Bei einer Beweglichkeit unter Belastung würde sich die zementierte Krone sofort lockern, was jedoch bis heute nicht vorgekommen ist. Das knöcherne Remodelling bleibt auch nach vier Jahren aufgrund der mechanisch stabilen Implantat-Kronen-Verbindung um die Implantate weitgehend aus.

 

Das „Biologische Breite Protokoll“ ermöglicht in Verbindung mit transgingival einheilenden Implantaten zuverlässige und langzeitstabile ästhetische Ergebnisse. Selbst in Risikofällen wie diesem – mit extrem hoher Lachlinie und dünner Gingiva – erfolgt die Implantation ich nach diesem Vorgehen. Sollte es dennoch eine kleine Rezession während der Wundheilung geben, erfolgt eine um wenige Millimeter tiefere Präparation.

 

Falls über die Jahre infolge der physiologischen Gingivarezession (0,1 mm pro Jahr durchschnittlich), wie sie an natürlichen Zähnen auftritt, irgendwann die Kronenränder an den Implantaten freiliegen, wird – wie am natürlichen Zahn – die Krone entfernt, die Präparationsgrenze tiefer gelegt, abgeformt und eine neue Krone gefertigt.

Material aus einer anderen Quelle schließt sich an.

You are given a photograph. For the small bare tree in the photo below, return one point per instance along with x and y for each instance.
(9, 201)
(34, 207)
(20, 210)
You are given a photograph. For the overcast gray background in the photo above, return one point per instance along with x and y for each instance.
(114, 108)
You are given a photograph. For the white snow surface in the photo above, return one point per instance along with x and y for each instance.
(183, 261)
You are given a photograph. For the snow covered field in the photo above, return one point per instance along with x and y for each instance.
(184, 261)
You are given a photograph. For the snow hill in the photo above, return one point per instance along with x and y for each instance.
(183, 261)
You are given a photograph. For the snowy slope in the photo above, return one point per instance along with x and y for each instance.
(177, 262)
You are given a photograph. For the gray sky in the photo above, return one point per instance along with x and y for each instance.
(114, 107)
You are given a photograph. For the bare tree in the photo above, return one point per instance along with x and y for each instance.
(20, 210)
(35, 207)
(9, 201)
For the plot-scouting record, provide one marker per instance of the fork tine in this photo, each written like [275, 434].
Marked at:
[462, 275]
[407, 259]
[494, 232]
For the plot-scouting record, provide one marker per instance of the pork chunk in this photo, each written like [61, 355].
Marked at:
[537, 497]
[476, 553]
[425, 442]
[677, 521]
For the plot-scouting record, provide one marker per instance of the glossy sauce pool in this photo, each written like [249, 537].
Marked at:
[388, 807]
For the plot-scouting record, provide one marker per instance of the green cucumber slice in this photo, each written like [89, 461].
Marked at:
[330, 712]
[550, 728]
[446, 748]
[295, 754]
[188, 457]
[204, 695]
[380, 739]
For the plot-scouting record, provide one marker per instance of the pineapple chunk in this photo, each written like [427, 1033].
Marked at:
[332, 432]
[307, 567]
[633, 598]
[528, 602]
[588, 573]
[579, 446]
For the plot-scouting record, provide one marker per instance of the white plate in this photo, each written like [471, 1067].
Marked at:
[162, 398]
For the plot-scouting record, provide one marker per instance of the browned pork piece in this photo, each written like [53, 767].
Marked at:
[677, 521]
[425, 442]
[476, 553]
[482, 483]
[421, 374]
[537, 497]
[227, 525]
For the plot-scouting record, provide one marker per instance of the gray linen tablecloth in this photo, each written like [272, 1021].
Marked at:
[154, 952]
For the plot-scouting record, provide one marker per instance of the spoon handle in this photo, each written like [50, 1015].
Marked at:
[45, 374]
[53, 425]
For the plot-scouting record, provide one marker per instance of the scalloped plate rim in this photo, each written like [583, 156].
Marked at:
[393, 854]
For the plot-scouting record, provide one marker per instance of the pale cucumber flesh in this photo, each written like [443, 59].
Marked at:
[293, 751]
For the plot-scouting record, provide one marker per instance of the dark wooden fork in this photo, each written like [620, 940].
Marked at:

Diese Korrekturmöglichkeit ist ein weiterer, sehr entscheidender Vorteil dieser Vorgehensweise.

 

Dank der einfachen prothetischen Versorgung – ohne Spezialteile – und dem geringen Zeitaufwand durch nur einen chirurgischen Eingriff freut sich die Patientin auch Jahre später noch über eine fast schmerzfreie und stabile Versorgung.